What do you think might be good sonic preparation?
New Zealand audiences will know Korngold because we play his work, including his great violin concerto, regularly; we played several other pieces of his last season. There’s nothing strange about the sound in and of itself – it’s not like doing Ligeti’s Le Grand Macabre or something! – people can definitely recognize the Korngold sound. But I’m curious as to how this will be received. We do have a semi-staged concept for Die tote Stadt, so there are no sets but we do have some action and surtitles.
Operas presented in-concert are becoming real staples within orchestral programming in some areas; how do these presentations differ from a full production for you creatively?
For many years (APO) have done one every year – we’ve done Don Giovanni and Il trovatore in past seasons, for instance – and though I think those are great, overall I’m very ambiguous, because basically I’m a theatre person. I love being in the pit and I do think opera ultimately belongs in a theatre; that said, there is also something incredibly beautiful about being able to perform these works in an acoustically ideal room for sound. Most theatres are super-dry, so being in a concert hall gives a completely different impression of the sounds. That’s one aesthetic thing.

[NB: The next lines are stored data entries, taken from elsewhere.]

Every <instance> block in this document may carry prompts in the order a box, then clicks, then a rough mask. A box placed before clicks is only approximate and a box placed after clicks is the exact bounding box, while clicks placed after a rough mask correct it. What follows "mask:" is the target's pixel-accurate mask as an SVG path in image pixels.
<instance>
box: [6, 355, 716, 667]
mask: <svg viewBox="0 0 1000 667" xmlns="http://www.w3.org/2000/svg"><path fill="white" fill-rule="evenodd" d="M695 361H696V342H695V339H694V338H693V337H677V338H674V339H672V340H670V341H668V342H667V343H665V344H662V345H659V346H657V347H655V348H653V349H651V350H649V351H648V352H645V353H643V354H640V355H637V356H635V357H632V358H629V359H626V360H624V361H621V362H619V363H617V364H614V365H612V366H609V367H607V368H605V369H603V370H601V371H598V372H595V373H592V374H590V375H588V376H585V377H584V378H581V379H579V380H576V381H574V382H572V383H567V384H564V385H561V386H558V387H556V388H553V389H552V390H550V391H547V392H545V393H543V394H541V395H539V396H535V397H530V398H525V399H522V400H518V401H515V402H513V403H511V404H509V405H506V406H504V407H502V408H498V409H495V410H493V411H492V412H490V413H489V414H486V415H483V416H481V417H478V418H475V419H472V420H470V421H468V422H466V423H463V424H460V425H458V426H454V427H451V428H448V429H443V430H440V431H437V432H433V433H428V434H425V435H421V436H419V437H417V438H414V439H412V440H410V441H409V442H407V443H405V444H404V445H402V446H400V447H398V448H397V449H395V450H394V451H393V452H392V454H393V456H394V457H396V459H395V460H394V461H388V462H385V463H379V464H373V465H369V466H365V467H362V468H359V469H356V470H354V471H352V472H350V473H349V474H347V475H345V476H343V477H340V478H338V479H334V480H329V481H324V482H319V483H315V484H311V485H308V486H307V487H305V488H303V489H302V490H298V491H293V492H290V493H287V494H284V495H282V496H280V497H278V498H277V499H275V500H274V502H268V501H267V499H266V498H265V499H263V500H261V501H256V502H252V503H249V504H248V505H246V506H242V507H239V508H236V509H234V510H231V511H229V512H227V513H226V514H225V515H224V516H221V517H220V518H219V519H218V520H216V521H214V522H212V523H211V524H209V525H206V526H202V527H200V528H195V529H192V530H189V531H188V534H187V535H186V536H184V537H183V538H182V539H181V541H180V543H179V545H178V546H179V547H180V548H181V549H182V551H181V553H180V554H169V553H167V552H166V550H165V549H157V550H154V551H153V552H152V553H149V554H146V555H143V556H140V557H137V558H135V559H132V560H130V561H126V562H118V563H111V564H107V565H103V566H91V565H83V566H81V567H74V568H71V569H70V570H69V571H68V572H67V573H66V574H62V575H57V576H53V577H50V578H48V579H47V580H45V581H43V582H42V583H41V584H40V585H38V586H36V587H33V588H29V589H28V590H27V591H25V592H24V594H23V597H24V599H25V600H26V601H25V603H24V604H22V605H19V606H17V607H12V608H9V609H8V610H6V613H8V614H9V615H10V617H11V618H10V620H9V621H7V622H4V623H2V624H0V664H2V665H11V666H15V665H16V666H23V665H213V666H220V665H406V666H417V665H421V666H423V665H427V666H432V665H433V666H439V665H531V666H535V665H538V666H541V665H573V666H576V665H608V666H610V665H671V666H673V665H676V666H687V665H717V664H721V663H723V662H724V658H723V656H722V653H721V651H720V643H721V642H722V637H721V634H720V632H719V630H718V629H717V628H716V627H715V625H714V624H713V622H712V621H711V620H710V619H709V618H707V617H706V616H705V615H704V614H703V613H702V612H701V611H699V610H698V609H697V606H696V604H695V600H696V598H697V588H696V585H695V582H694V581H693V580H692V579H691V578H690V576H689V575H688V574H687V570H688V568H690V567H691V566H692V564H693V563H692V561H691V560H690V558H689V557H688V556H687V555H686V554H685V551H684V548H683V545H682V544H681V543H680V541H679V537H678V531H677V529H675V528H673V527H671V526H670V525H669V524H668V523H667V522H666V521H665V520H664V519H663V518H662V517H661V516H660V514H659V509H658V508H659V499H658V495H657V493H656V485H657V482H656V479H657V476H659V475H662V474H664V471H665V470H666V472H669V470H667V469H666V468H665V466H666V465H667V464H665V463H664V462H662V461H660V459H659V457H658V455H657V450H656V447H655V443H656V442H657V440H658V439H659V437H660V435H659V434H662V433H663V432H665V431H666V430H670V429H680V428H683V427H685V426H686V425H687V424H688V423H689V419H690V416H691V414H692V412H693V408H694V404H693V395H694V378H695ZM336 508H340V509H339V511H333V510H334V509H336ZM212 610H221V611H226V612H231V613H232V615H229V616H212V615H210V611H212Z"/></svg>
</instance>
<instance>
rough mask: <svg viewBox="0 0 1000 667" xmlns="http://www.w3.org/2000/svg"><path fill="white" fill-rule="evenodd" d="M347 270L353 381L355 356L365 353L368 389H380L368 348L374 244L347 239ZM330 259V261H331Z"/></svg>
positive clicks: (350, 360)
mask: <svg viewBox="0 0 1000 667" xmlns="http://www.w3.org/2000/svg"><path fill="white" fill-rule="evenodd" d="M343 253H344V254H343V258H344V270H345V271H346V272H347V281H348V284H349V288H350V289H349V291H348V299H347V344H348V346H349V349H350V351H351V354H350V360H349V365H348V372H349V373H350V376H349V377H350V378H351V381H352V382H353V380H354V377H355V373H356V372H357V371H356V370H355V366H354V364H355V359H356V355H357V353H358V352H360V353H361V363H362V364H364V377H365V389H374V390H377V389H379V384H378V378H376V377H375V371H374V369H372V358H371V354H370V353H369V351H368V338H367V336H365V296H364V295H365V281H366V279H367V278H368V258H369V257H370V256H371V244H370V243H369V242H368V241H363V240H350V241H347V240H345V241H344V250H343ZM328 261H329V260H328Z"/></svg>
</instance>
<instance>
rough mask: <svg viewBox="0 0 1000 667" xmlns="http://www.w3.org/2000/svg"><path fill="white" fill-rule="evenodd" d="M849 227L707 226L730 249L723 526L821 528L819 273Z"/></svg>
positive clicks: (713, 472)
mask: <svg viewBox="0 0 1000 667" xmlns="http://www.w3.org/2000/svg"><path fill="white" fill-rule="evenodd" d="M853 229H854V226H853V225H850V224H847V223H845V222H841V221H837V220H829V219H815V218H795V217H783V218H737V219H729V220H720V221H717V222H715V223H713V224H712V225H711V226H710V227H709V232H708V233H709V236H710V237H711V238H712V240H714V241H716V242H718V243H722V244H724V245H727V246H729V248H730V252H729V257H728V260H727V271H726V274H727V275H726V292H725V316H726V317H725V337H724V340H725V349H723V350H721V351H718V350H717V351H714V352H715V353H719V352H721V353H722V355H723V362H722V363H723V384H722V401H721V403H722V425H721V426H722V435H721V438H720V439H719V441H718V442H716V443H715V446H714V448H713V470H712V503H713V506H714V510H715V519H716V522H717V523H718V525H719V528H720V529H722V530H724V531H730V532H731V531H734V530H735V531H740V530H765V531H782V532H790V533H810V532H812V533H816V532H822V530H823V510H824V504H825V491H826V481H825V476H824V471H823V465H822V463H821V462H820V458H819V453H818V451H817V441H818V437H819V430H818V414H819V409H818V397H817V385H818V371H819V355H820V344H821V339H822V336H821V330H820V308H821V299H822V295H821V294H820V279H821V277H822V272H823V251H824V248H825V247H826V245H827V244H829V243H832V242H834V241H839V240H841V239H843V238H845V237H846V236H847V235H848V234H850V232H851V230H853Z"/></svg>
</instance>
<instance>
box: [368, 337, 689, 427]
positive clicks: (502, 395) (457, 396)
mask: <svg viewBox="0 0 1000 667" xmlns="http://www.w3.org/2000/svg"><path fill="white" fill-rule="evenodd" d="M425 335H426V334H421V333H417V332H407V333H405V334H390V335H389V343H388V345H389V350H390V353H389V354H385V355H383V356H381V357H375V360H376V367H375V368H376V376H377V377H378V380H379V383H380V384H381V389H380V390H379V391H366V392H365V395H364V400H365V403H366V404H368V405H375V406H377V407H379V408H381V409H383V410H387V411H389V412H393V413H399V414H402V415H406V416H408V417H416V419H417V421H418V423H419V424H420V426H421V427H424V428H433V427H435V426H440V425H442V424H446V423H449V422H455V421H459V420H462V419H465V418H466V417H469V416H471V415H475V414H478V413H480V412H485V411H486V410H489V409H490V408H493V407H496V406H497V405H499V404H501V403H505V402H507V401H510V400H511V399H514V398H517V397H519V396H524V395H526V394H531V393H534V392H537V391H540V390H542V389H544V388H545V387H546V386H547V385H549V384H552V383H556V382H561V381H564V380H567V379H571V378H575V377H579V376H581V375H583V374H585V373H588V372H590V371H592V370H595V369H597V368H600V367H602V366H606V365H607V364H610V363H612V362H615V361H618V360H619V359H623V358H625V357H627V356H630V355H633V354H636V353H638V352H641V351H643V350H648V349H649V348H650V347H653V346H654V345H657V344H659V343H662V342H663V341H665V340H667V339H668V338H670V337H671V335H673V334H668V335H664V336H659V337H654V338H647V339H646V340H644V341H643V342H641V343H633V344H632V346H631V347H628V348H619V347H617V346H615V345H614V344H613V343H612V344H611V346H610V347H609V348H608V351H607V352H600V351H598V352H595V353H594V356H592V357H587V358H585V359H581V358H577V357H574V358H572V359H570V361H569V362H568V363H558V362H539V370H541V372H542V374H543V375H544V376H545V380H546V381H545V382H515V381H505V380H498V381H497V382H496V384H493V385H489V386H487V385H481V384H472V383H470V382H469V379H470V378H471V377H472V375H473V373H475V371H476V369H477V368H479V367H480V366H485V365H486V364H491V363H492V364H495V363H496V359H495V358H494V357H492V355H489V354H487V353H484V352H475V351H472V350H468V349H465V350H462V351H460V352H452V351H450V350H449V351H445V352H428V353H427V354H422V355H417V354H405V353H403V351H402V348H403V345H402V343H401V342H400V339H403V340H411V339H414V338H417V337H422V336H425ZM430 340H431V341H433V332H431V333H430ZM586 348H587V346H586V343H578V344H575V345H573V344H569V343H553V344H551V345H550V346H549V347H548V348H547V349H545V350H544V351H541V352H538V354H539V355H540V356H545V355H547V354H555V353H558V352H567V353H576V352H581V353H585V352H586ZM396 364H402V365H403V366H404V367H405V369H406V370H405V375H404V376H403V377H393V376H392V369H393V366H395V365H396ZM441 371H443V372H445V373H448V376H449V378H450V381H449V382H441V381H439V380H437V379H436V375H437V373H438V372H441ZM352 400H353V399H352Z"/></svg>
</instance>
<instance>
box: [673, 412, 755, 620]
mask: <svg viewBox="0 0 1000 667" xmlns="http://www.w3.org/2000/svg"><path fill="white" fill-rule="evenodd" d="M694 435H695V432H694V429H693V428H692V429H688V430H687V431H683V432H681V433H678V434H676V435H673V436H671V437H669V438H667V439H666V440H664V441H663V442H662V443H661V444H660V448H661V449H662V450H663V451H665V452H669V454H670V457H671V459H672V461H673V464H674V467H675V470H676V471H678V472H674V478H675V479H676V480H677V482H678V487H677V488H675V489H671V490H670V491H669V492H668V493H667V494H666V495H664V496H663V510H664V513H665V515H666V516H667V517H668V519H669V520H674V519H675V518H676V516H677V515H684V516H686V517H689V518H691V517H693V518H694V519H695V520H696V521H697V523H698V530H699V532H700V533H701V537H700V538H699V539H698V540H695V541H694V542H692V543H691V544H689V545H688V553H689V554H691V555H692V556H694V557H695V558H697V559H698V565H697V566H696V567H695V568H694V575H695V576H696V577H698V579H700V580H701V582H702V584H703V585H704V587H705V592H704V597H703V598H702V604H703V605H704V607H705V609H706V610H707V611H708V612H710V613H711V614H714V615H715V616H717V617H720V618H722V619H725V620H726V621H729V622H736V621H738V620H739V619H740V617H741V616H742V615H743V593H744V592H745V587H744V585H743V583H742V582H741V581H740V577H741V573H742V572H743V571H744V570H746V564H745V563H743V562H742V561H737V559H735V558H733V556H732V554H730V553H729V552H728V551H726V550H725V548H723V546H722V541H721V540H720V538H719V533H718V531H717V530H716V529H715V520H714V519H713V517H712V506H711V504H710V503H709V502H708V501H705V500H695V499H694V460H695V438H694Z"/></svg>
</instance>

The other is that some operas, like Die tote Stadt, have a lot of interludes, and so the activity within the orchestra itself is enormous. I think it’s very exciting for the audience to see all of what happens right there, not hidden in a pit. We’ll be performing, hopefully, the complete score which is almost never done nowadays. It’s going to be fully all three acts we do, with two intermissions, and there are long interludes when the orchestra plays. Nothing happens onstage at those times, and in most stagings you have to invent something as a result, but here it will be a very strong experience for the audience to simply to listen. There will be a livestream – my mother in Italy always says, ‘I have to get up so early to watch them!’ – but I really think this will be something unique for both musicians and audiences alike.